Il Vaticano sceglie un’altra strada, cita leggi e accordi fra Stati, come se la questione fosse di carattere diplomatico e non invece di natura ideologica e morale. Certo, l’intervento è stato sicuramente utile e per certi versi necessario, ma sembra ricalcare l’immagine di una Chiesa che sceglie di giocare sulla difensiva e mai in attacco, come del resto stanno facendo in Parlamento gli oppositori del Ddl. I quali al Senato si stanno appellando a tecnicismi e regolamenti al solo scopo di allungare il brodo e far naufragare la proposta di legge con la forza dei cavilli giuridici e parlamentari, invece di affrontare uno scontro diretto fatto di contenuti. Perché in fondo, e questa è la triste realtà, si ha timore di sfidare apertamente la comunità Lgbt e il pensiero unico dominante veicolato anche da personaggi pubblici come Fedez che non a caso sono subito scesi in campo accusando il Vaticano di “indebita ingerenza” nelle decisioni del Parlamento sovrano (ma dove sono stati costoro nell’ultimo anno in cui la sovranità è andata in vacanza e tutte le decisioni inerenti la pandemia sono state assunte a suon di Dpcm e senza che il Parlamento sovrano fosse minimamente coinvolto?).
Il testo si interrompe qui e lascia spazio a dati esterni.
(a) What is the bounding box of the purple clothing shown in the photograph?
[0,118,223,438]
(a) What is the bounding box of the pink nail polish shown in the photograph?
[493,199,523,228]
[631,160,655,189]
Quindi appare evidente come il Vaticano sia sceso direttamente in campo probabilmente insoddisfatto di come la Cei sta gestendo la questione, in maniera troppo morbida o quasi arrendevole; ma per non entrare in conflitto con i vescovi italiani e dare l’idea di esautorarli delle loro prerogative, ha sollevato il pericolo di veder violate le norme del Concordato al fine di giustificare una presa di posizione di carattere diplomatico e di competenza appunto della Segreteria di Stato. E alla fine senza smentire la posizione della Cei che risulterebbe formalmente confermata, nel momento stesso in cui dal Vaticano non si chiede di ritirare la legge ma di correggerla negli aspetti controversi. In parole povere si è voluto dare più forza ed incisività ad una posizione comunque di mediazione ma che forse la sola Cei rischiava di non condurre in porto e che ora invece sarà posta sul tavolo con tutta evidenza.

Alla fine a combattere la “buona battaglia”, ovvero quella sui valori antropologici, rimangono i cattolici del Family Day gli unici che ancora scendono in piazza per dire no ad una legge liberticida, che non si accontentano di modifiche e concessioni e che difendono un’altra idea di società, una libertà di pensiero messa in pericolo dall’omologazione pro gender.

L’intervento del Vaticano certamente renderà inevitabile un ripensamento dell’impianto del Ddl per non aprire un conflitto diplomatico con la Santa Sede, ma non sarà certamente la modifica di qualche articolo a rendere migliore o accettabile una legge sbagliata all’origine e che nasce con la pretesa di modificare le basi della società italiana e di stravolgere l’ordinamento naturale.